Devant les preuves de plus en plus irréfutables des effets réels du Brexit ¹ la nouvelle posture est que la transformation du pays ‘grâce au Brexit‘ sera bien sûr un peu difficile, le pays doit d’adapter à un nouveau contexte, mais l’eldorado n’est pas loin, le jeu en vaut la chandelle, retrouvons l’esprit du Blitz, etc. ! Entretemps, habituez-vous aux ruptures de stock intempestives dans les supermarchés, à faire la queue à la station-service et à ne pas trouver de dindes pour Noël (ou alors elles seront discrètement importées de France et de Pologne car les éleveurs locaux n’ont pas assez de main-d’œuvre qualifiée, laquelle venait d’Europe de l’Est à la belle époque de la libre circulation).
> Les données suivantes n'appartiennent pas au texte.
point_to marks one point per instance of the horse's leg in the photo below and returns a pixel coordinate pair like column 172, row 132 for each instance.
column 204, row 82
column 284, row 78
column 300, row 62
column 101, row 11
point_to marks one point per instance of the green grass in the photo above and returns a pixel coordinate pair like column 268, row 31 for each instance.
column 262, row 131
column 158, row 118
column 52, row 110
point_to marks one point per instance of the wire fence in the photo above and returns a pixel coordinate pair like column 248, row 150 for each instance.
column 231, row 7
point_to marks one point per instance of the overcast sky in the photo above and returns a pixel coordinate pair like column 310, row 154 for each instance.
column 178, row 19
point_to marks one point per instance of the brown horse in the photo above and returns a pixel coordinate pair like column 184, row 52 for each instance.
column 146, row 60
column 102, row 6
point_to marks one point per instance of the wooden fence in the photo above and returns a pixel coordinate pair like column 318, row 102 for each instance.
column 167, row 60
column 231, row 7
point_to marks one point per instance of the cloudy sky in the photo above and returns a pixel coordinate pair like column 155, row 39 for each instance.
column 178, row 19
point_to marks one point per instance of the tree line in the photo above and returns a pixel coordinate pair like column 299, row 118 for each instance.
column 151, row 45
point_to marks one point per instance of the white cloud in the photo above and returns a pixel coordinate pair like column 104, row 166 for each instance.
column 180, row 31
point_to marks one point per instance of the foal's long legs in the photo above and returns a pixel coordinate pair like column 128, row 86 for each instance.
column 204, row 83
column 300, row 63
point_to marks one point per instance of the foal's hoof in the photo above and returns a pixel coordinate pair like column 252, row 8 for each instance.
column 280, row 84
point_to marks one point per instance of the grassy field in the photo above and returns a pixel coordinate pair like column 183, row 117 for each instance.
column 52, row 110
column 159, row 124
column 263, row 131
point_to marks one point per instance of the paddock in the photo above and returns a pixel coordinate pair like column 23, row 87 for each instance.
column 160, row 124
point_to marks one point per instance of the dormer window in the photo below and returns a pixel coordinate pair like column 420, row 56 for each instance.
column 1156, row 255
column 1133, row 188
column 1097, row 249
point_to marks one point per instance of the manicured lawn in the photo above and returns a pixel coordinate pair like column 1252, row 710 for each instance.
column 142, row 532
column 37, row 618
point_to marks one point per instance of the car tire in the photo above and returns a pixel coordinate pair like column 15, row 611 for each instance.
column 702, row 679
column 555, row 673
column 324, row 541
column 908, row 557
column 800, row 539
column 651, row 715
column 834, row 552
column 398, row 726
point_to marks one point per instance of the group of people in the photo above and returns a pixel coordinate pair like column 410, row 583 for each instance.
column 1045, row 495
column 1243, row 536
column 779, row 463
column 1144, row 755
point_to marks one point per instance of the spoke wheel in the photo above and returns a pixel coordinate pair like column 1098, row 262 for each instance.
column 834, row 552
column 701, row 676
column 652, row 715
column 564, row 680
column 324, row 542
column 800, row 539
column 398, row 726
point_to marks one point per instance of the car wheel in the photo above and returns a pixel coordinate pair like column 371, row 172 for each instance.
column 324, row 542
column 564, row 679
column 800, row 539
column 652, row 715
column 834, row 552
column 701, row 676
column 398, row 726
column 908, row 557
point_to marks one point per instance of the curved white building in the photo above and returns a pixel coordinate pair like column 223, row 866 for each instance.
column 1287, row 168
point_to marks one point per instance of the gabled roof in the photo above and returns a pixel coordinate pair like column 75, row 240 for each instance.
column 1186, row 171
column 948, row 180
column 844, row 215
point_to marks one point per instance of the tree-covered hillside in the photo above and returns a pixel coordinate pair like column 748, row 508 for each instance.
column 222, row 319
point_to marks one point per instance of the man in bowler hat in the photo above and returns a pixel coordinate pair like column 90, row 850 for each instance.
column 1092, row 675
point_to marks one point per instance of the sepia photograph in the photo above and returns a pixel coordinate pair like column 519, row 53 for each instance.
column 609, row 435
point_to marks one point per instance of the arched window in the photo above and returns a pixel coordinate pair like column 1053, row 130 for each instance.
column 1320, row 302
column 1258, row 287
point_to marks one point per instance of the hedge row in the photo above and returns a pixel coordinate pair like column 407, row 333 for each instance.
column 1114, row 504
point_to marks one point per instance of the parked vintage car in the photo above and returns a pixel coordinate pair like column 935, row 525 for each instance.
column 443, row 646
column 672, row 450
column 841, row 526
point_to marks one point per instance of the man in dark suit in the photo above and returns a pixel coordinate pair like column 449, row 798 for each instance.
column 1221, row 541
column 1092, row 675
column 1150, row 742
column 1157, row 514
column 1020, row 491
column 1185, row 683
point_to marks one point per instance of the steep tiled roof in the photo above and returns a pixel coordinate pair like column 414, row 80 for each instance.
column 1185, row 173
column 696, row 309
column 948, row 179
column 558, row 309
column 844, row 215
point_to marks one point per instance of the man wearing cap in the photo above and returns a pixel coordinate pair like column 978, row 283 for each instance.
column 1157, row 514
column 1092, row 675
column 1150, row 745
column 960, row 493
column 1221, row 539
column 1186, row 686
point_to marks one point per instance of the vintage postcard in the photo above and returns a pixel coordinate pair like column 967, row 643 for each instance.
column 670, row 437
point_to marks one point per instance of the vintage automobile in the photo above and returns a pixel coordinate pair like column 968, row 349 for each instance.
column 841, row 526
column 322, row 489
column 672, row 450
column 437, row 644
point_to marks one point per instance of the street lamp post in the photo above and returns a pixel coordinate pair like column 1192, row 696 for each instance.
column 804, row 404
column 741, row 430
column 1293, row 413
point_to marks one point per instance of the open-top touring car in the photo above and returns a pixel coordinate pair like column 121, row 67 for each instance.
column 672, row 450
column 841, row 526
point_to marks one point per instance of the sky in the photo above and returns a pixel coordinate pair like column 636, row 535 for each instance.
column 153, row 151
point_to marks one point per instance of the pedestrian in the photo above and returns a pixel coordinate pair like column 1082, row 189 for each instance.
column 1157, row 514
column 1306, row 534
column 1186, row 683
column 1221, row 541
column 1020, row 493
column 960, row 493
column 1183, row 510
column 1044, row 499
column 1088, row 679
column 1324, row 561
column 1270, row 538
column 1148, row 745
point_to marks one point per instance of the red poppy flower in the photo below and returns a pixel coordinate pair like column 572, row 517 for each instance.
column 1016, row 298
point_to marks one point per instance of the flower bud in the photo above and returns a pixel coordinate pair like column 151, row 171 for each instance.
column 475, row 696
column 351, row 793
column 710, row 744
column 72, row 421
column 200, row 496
Cette sorte d’incantation qui se donne des accents de Churchill à la petite semaine s’accompagne d’un appel à un retour à un passé forcement radieux. Ian Duncan-Smith (IDS, ancien chef éphémère et palot des Conservateurs en 2001-2003, dans les années post raz-de-marée New Labour), voulant encourager les britanniques à revenir travailler à leurs bureaux, écrit dans le Daily Mail que « dans les années 40, ils [nos aïeux] continuaient à venir au bureau sous les bombes d’Hitler »… Cette nostalgie d’un passé révolu qui était forcément paradisiaque est l’un des ressorts importants du Brexit – de manière perverse, elle est souvent invoquée par ceux qui n’ont pas vécu ce passé traumatique, mais par la génération suivante. Les tweets ironiques ont répondu à IDS que l’internet et Zoom n’existaient pas encore en 1940, d’autres ont soulignés que des centaines de milliers de gens, y compris des fonctionnaires, avaient été évacués en province au début de la Deuxième Guerre Mondiale.

French bashing

Dans ce climat délétère, les relations avec la France sont au pire. On mentionnera pêle-mêle : la pêche ; les sous-marins australiens ; la traversée de la Manche par des masses de migrants illégaux que la France laisse passer (bien sûr). Il faut s’attendre à ce que le French bashing, la rhétorique et les mauvaises blagues anti-françaises, continuent de prospérer, avec force référence à la Deuxième Guerre Mondiale dans la presse de caniveau qui est une spécialité locale. Je faisais observer récemment à un ami journaliste français établi à Londres qu’en plus de 33 ans de relations personnelles et professionnelles France – Royaume-Uni, je n’avais jamais connu pire. « Même en 2003 et la deuxième guerre irakienne ? » observait-il. Oui, même comparé à cet épisode très grave dans nos relations – laquelle s’est rétablie assez vite sur la base d’une confiance mutuelle renouvelée (les Traités de Lancaster House de 2010 sur la coopération en matière de défense et de sécurité en sont un excellent exemple). La différence entre 2003 et 2021 ? La nature et le comportement du personnel politique au pouvoir au Royaume-Uni en 2021, soit un gouvernement plus axé sur la fidélité que sur la compétence. Je viens de visionner « Blair & Brown : The New labour Revolution », documentaire de la BBC retraçant la genèse de la montée au pouvoir des deux premiers ministres travaillistes et leur règne de 13 années. Qu’on adhère ou pas aux choix politiques du New Labour, le film provoque d’abord un fort sentiment de nostalgie pour cette période dorée du « Cool Britannia » et du « Britain is Great » (ce slogan très habilement décliné par les pouvoirs publics pour ‘vendre’ la destination Royaume-Uni aux investisseurs du monde entier avec énormément de succès). Ce film met aussi en évidence l’intelligence visionnaire de gouvernements successifs qui, s’ils ont bien sûr commis des erreurs, ont transformé la société britannique en profondeur. Enfin, ils avaient aussi la compétence et le talent pour gouverner, au-delà des choix politiques auxquels on est libre d’adhérer (ou pas). C’est dire à quel niveau nous sommes tombés que d’admirer la simple compétence d’un gouvernement… Le gouffre qui sépare les années Blair-Brown du gouvernement actuel est proprement abyssal.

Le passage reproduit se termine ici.